Mamãe riu de meu jeito de falar, se levantou e na

saída da porta ainda me disse:

— Se precisar, é só me chamar.

E se retirou.

Voltei a me deitar e permaneci ali, imaginando um

milhão de coisas: ora a favor de Beth, ora contra ela. O fato

era que, embora concordasse que ela deveria arranjar

alguém para lhe fazer realmente feliz, como mulher; por

outro lado, não aceitava perdê-la assim, para um estranho,

que acabava de chegar do nada.

Só às sete horas da noite, me levantei indo direto

tomar um banho demorado. Retornei ao quarto enrolado

na toalha, acabei de me enxugar e me vesti com roupas de

dormir: uma camiseta verde clara, sem cavas e uma cueca

da mesma cor, tipo samba canção de algodão. Segui para a

copa, onde papai, mamãe, Paulinho e Letícia, estavam

reunidos para o jantar.

Durante aquela refeição, quase ninguém conversou.

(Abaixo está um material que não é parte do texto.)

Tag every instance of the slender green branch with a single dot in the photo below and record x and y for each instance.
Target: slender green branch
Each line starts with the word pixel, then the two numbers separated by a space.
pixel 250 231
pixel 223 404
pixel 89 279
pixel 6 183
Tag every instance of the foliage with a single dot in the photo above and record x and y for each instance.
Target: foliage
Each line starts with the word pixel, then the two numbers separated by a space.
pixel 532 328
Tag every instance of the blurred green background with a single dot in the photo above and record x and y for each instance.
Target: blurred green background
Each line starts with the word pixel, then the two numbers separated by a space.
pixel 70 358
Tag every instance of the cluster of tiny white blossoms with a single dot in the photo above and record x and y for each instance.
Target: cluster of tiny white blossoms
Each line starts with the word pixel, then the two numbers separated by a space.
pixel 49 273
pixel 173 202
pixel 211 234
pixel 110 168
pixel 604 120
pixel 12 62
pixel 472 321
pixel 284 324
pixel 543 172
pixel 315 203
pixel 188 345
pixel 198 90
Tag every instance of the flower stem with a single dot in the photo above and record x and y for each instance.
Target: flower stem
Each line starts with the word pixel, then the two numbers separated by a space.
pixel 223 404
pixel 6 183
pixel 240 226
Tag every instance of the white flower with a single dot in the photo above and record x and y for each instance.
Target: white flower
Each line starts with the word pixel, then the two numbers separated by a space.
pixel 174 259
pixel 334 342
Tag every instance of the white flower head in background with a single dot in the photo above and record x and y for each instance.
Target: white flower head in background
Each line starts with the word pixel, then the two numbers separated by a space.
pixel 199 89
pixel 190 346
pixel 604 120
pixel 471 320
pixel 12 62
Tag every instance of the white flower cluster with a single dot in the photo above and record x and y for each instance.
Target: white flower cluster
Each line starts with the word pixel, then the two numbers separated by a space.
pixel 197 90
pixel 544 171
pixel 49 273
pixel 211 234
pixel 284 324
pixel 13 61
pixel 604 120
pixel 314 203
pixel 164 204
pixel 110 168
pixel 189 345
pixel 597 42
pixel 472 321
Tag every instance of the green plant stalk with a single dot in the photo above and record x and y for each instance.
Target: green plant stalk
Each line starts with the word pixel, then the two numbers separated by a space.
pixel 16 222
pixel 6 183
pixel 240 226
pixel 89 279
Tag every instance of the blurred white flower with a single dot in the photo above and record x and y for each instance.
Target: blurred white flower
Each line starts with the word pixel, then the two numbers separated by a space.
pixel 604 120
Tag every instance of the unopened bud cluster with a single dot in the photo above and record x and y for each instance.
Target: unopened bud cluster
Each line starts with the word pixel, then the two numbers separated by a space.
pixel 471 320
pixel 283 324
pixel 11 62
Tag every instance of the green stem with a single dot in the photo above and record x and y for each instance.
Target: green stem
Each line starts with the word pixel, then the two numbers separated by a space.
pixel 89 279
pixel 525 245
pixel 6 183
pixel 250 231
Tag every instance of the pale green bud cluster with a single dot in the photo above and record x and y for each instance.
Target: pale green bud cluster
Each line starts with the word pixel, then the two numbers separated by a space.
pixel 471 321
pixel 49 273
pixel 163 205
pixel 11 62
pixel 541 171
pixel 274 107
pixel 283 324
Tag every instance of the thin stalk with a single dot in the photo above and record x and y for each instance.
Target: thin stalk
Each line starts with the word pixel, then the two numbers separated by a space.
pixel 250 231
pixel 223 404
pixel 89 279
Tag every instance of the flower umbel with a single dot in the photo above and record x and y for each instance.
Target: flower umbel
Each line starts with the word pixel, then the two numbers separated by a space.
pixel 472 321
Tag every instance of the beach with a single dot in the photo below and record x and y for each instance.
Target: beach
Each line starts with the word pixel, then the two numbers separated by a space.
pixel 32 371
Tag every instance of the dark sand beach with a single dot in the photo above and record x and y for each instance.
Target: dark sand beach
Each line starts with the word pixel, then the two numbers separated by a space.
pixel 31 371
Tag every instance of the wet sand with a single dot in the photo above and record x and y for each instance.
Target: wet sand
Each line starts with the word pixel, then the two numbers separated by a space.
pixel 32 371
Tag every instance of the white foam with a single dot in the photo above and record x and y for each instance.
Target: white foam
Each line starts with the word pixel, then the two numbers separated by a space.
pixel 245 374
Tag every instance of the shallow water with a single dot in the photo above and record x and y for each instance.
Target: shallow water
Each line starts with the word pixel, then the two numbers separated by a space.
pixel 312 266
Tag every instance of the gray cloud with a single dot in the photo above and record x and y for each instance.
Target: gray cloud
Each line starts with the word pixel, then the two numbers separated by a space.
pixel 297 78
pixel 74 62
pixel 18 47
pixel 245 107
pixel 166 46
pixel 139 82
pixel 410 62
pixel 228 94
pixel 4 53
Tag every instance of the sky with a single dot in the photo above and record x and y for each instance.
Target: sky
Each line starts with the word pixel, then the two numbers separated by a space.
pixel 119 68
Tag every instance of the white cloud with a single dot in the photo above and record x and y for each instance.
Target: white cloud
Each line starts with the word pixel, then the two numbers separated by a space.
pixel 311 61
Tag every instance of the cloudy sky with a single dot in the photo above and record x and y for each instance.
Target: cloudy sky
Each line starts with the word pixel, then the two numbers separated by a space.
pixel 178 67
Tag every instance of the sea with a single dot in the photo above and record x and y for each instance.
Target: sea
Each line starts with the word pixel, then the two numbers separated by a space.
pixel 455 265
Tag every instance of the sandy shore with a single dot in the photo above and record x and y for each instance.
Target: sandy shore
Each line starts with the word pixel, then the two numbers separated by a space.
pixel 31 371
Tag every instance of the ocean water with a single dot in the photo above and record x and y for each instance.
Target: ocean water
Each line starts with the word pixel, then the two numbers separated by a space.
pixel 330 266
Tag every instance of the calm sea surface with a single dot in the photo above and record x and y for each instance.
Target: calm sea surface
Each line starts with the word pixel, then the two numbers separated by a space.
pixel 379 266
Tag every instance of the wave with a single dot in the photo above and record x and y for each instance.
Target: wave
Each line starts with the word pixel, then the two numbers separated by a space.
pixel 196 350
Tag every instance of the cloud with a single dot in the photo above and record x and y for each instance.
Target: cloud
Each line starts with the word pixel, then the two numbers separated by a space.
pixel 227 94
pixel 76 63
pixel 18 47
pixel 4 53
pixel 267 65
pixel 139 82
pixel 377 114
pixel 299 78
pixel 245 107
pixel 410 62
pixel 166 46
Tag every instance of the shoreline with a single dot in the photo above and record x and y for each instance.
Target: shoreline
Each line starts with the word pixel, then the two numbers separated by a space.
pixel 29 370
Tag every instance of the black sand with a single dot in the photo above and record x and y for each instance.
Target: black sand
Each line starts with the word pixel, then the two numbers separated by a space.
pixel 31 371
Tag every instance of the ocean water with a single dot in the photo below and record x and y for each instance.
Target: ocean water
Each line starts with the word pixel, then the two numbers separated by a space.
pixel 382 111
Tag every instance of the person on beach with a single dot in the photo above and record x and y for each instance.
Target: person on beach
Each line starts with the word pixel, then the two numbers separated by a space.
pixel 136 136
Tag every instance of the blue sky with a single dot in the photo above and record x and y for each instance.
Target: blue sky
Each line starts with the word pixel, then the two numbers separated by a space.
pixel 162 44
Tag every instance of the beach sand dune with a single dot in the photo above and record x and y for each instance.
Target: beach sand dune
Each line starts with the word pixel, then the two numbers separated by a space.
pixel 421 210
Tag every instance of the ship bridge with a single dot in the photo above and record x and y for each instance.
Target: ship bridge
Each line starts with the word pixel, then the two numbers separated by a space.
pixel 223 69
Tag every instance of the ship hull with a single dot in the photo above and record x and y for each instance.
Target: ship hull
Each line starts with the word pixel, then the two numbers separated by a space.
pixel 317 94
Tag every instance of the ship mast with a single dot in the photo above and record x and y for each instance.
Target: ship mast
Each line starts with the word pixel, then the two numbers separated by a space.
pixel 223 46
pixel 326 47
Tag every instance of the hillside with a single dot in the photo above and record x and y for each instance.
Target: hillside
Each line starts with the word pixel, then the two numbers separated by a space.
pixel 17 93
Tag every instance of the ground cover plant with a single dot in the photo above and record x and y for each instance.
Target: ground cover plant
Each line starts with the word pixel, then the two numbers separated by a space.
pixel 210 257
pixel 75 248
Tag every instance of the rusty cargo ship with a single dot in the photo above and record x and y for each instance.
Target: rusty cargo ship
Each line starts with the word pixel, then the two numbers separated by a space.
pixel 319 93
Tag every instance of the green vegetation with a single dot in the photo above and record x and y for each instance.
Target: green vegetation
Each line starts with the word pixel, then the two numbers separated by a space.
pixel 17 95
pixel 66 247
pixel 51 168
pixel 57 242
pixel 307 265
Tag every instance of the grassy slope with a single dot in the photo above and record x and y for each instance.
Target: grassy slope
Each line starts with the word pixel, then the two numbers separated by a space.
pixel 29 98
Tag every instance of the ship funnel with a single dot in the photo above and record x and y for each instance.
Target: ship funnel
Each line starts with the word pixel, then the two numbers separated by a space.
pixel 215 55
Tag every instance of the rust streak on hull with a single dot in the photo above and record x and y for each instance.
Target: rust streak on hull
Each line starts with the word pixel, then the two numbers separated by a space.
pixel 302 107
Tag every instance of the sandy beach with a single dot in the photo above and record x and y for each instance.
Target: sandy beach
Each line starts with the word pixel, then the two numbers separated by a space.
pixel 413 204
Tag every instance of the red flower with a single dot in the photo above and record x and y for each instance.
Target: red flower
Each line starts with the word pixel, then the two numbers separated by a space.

Eu também permaneci calado, só pedindo licença para ser

o primeiro a sair da mesa e ir para a sala, assistir televisão.

Nem sei o que estava passando, pois com milhões de

pensamentos na cabeça, meus neurônios não conseguiam

processar mais nada.

Celso Innocente

212

Em seguida, papai e Paulinho vieram juntar-se a

mim, enquanto mamãe e Letícia lavavam a louça do jantar.

Os demais irmãos, não jantaram em casa, devidos alguns

compromissos. Percebi que papai queria tocar em meu

assunto particular, para me dar alguns conselhos, mas

talvez não encontrando palavras, preferisse calar-se.

Ainda não eram nove horas, quando me levantei,

disse boa noite a todos e fui me deitar. Ninguém contestou,

pois já era de costume mesmo, eu dormir cedo, pois

sempre acordava no máximo às seis horas da manhã.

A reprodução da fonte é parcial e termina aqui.